Das hat Angela Merkel am Montag nach der Berlin-Wahl gesagt (SPIEGEL ONLINE). Die Bundeskanzlerin gibt damit einen großen Fehler zu: ihren Umgang mit der Flüchtlingsfrage.

Die Wahl zum Abgeordnetenhaus in Berlin war bereits die fünfte Wahlschlappe für die CDU in diesem Jahr (bento I). Bei der vorangegangenen Wahl in Mecklenburg-Vorpommern landete die Partei gar hinter der AfD (bento II). Erstmals in der Geschichte der Bundesrepublik konnte eine Partei die Christdemokraten rechts überholen.

Viele CDU-Mitglieder machen Merkel als Parteivorsitzende dafür verantwortlich: Sie habe die CDU zu sehr in die Mitte gerückt, sei im Umgang mit Flüchtlingen nicht hart genug. Tatsächlich hat Merkel mit ihrem "Wir schaffen das" vielen Hilfesuchenden in Deutschland eine neue Heimat geboten.

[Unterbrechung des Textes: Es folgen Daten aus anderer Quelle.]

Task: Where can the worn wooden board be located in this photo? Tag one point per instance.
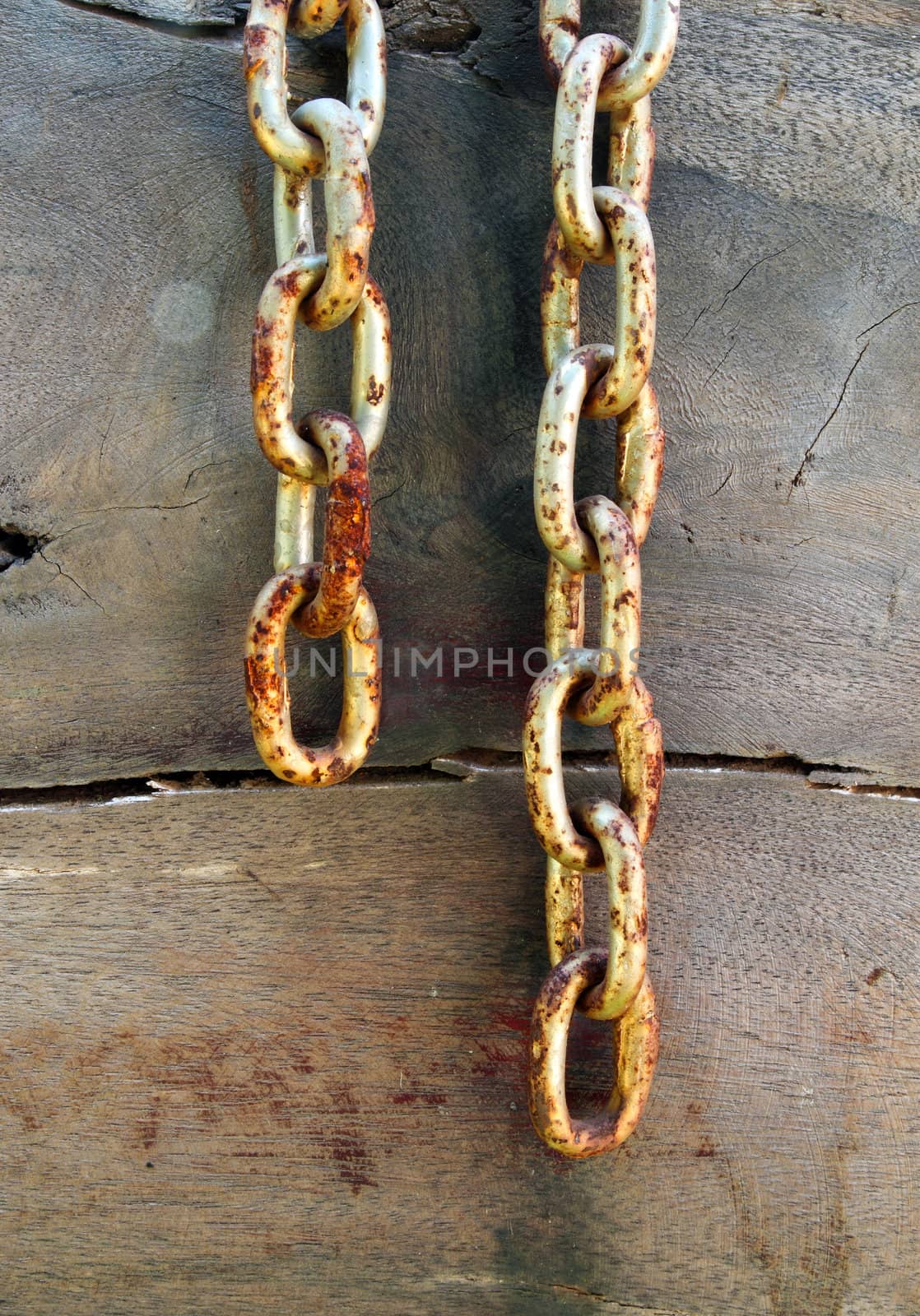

Das von ihr verabschiedete neue Asylgesetz ist hingegen eines der härtesten der jüngsten Zeit (bento III).

Dennoch ist Merkels Aussage kein Schuldeingeständnis – sondern eine Absage an ihre Kritiker.

Merkel gibt zu, dass der Zuzug der Hunderttausenden Flüchtlinge ab Sommer 2015 vorübergehend außer Kontrolle geriet: "Die Wiederholung dieser Situation will niemand, auch ich nicht." Aber falsch sei die Entscheidung, zu helfen deshalb noch lange nicht gewesen.

"Wir schaffen das" ist auch ein Ausdruck von Haltung.
Angela Merkel

Ihren Fehler sieht sie woanders: Deutschland sei kein Weltmeister in Sachen Integration. Da wurde über Jahre hinweg versäumt, Mitbürger mit ausländischen Wurzeln, ehemalige Gastarbeiter und neue Asylbewerber in die Gesellschaft einzugliedern. Und da wurde über Jahre hinweg versäumt, Behörden und Ämter auf die Integrationsaufgabe vorzubereiten. Das sind dann auch die wahren Gründe, warum die Flüchtlingsfrage derzeit so schwer und so schleppend beantwortet wird.

Die Herausforderungen des Sommers 2015 sind keine Frage des "Ob" – sondern des "Wann" wir das schaffen.

Ihren berühmten Satz "Wir schaffen das" wiederholte Merkel in der Rede erneut. Er sei Teil ihrer politischen Arbeit, sei "Ausdruck von Haltung und Ziel". Dennoch wolle sie ihn kaum noch sagen.

Der Satz wurde von vielen Deutschen provozierend verstanden. Als ob es nun eine Last zu tragen gebe. Tatsächlich war er jedoch ein Signal an jene, die Mut haben anzupacken – anstatt an jene, die Wut haben loszuzweifeln.

Viele verstehen den Satz genau so. Sie helfen, sie wissen, wie stark Deutschland tatsächlich ist. Wenn Merkel nun "die Zeit zurückspulen" will, dann nicht, um Einwanderung zu verhindern – sondern um sie noch besser zu ermöglichen.